The Sparrows of Kabul
Puncher & Wattmann, $32.95 pb, 253 pp
The Gate
Diplomat and musician Fred Smith’s memoir of his time with the Department of Foreign Affairs and Trade (DFAT) at Kabul airport, and later in the United Arab Emirates (UAE), processing Afghan evacuees fleeing the Taliban’s return to power in August 2021, opens with a richly symbolic vignette. On his first visit to the North Gate, one of only three public entry points to Kabul airport, Smith is confronted by a nightmare vision of the country’s collapse. Amid a cacophony of screaming and gunfire, thousands of Afghans jostle, push, and kick one another, waving passports, holding babies aloft, as they fight their way towards a narrow gap in the razor wire entrance to the gate, guarded by a human wall of US Marines.
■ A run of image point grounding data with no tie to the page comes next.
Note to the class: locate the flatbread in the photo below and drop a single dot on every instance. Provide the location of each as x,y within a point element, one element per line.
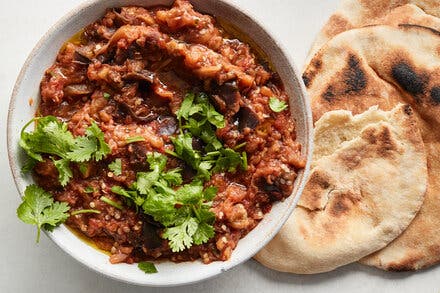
<point>352,14</point>
<point>381,65</point>
<point>350,207</point>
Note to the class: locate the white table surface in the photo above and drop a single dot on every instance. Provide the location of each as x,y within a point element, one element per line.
<point>27,267</point>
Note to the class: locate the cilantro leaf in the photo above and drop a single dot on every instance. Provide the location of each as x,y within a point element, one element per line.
<point>49,137</point>
<point>161,207</point>
<point>116,167</point>
<point>52,137</point>
<point>277,105</point>
<point>145,180</point>
<point>38,208</point>
<point>173,177</point>
<point>147,267</point>
<point>157,160</point>
<point>210,193</point>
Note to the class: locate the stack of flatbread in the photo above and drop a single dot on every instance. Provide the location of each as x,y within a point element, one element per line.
<point>373,194</point>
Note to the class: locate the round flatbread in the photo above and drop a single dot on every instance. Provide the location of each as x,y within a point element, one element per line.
<point>381,65</point>
<point>349,207</point>
<point>352,14</point>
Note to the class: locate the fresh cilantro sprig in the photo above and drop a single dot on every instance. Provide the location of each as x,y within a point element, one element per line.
<point>51,137</point>
<point>182,210</point>
<point>38,208</point>
<point>200,119</point>
<point>277,105</point>
<point>116,167</point>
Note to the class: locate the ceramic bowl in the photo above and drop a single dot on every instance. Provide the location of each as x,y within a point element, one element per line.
<point>170,274</point>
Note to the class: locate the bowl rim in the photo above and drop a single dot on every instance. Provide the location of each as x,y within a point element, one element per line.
<point>298,83</point>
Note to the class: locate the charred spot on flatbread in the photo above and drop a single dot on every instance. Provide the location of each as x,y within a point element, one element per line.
<point>355,79</point>
<point>435,95</point>
<point>309,75</point>
<point>406,76</point>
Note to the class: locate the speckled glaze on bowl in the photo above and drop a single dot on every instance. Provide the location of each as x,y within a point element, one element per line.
<point>170,274</point>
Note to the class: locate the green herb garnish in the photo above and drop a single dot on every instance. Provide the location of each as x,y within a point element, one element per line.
<point>52,137</point>
<point>277,105</point>
<point>183,211</point>
<point>116,167</point>
<point>147,267</point>
<point>38,208</point>
<point>200,119</point>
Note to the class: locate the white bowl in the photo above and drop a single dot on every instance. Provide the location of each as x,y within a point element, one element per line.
<point>170,274</point>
Every thirty seconds or so somebody squeezes through the scrum to safety, emerging discomposed, bloodied, and bewildered.
As Smith looks on, a small girl of seven or eight emerges from between the legs of one of the Marines, clutching an orange plastic bag and crying for her mother (‘Mudhuhr!’). Smith steps forward, gives her a bottle of water, and leads her to a shady corner near the gate where she might be able to spot other members of her family if they make it through the mêlée. Moments later, somebody releases a CS gas canister and Smith, along with the Marines, turns and runs from the gate, before he stops and goes back to find the girl, bringing her to the safety of the Australian desk at the airport. Here, a Pashto speaker ascertains the girl’s name, Raminah, and takes her details, including her father’s telephone number. After contacting her family, who are still on the far side of the gate, an Australian soldier leads her to the exit point, where those found to have no right to board the departing aircraft are sent back to their fate. Raminah is handed back to her father, safe and sound, but no closer to freedom – and to what future?